Comme nous l'avons vu, les droits protégés par l'al. 11b) sont le droit à la sécurité de la personne, le droit à la liberté et le droit à un procès équitable: R. c. Morin, [1992] 1 R.C.S. 771. Mon collègue étudie d'abord le cas de l'appel contre un acquittement. À la p. 000, il conclut que, durant cette période, «[a]ucune procédure visant à inculper la personne acquittée n'est en branle», et il dit que «[l]a personne acquittée se trouve dans la même situation critique que celle visée par un acte gouvernemental susceptible d'entraîner le dépôt d'une accusation.» En toute déférence, cela minimise la gravité de la situation de la personne acquittée qui fait face à un appel. Avant qu'une accusation soit déposée, le suspect ne souffre pas en général de la stigmatisation rattachée à des procédures criminelles. On ne peut pas en dire autant d'un accusé qui fait l'objet d'un appel postérieur à un acquittement. Il a effectivement été inculpé. Le droit continue de l'obliger à se défendre contre les accusations portées. Il doit retenir les services d'avocats et plaider devant des juges. Bien qu'il ait été acquitté, la poursuite continue d'affirmer publiquement que l'acquittement est invalide. Et il est exposé à la nette possibilité qu'une ordonnance soit rendue, infirmant l'acquittement et le déclarant coupable ou prescrivant la tenue d'un nouveau procès, ce qui représente non pas une simple hypothèse, mais un danger réel. L'angoisse que l'accusé acquitté éprouve pendant qu'il attend de savoir s'il subira un second procès doit être considérable. À tous ces égards, la situation d'un accusé dont l'acquittement fait l'objet d'un appel ressemble plus à celle d'un accusé qui attend de subir son procès qu'à celle d'une personne qui n'a pas été inculpée. En toute déférence, je ne puis être d'accord avec la conclusion de mon collègue selon laquelle «[i]l serait absurde d'accorder une protection pendant la période d'appel à l'accusé qui a été acquitté et non au suspect qui attend le dépôt d'une accusation . . .» (p. 000).

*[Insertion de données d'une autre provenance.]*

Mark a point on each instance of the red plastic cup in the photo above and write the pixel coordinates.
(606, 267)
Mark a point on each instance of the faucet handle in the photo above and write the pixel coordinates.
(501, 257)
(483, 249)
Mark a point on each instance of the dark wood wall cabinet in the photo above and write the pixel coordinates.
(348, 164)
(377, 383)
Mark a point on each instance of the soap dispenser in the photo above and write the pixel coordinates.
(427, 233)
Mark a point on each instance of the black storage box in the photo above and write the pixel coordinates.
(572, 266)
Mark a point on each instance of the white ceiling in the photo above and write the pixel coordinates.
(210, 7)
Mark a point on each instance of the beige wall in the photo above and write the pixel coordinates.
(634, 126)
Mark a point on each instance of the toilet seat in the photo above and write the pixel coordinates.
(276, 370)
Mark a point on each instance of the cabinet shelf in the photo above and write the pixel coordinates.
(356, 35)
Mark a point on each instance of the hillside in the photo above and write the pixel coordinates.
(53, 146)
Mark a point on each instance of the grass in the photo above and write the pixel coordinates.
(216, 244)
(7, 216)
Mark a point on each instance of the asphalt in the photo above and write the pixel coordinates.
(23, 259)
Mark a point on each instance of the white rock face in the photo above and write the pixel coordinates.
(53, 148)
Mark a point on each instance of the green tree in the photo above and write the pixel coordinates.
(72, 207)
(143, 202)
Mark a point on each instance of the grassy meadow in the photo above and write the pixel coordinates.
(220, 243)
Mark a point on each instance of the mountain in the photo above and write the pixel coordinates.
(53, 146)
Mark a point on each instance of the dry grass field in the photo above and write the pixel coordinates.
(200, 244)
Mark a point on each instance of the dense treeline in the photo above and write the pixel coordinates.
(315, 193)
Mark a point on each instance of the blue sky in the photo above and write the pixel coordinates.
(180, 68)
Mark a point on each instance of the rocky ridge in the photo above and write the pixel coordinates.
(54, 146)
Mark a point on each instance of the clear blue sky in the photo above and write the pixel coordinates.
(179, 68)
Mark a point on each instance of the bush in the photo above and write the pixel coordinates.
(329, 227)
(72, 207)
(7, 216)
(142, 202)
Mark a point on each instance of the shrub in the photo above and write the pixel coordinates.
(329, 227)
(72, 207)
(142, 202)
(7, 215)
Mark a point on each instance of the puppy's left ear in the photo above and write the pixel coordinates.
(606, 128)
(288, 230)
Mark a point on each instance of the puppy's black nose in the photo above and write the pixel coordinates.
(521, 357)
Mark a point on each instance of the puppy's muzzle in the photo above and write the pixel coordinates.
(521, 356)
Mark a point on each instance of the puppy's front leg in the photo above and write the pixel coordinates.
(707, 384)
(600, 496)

La situation d'une personne déclarée coupable qui interjette appel, quoiqu'elle suscite moins de sympathie que celle de la personne acquittée qui fait face à un appel, fait néanmoins intervenir les préoccupations visées par l'al. 11b). Techniquement parlant, les accusations portées contre l'accusé ont fait l'objet d'une décision, mais elles n'ont pas disparu. L'accusé peut réussir à démontrer que le procès était inéquitable ou invalide et que la solution apparemment retenue à l'égard des accusations, savoir la déclaration de culpabilité, était nulle. Finalement, espère‑t‑il, il obtiendra le procès auquel il avait droit au départ. Il ne serait pas tellement rassurant de lui dire que le délai nécessaire pour obtenir ce procès ne tombe pas sous le coup de l'al. 11b) et qu'il y a lieu d'y remédier, le cas échéant, au moyen de l'application plus restrictive de la théorie de l'abus de procédure visée à l'art. 7.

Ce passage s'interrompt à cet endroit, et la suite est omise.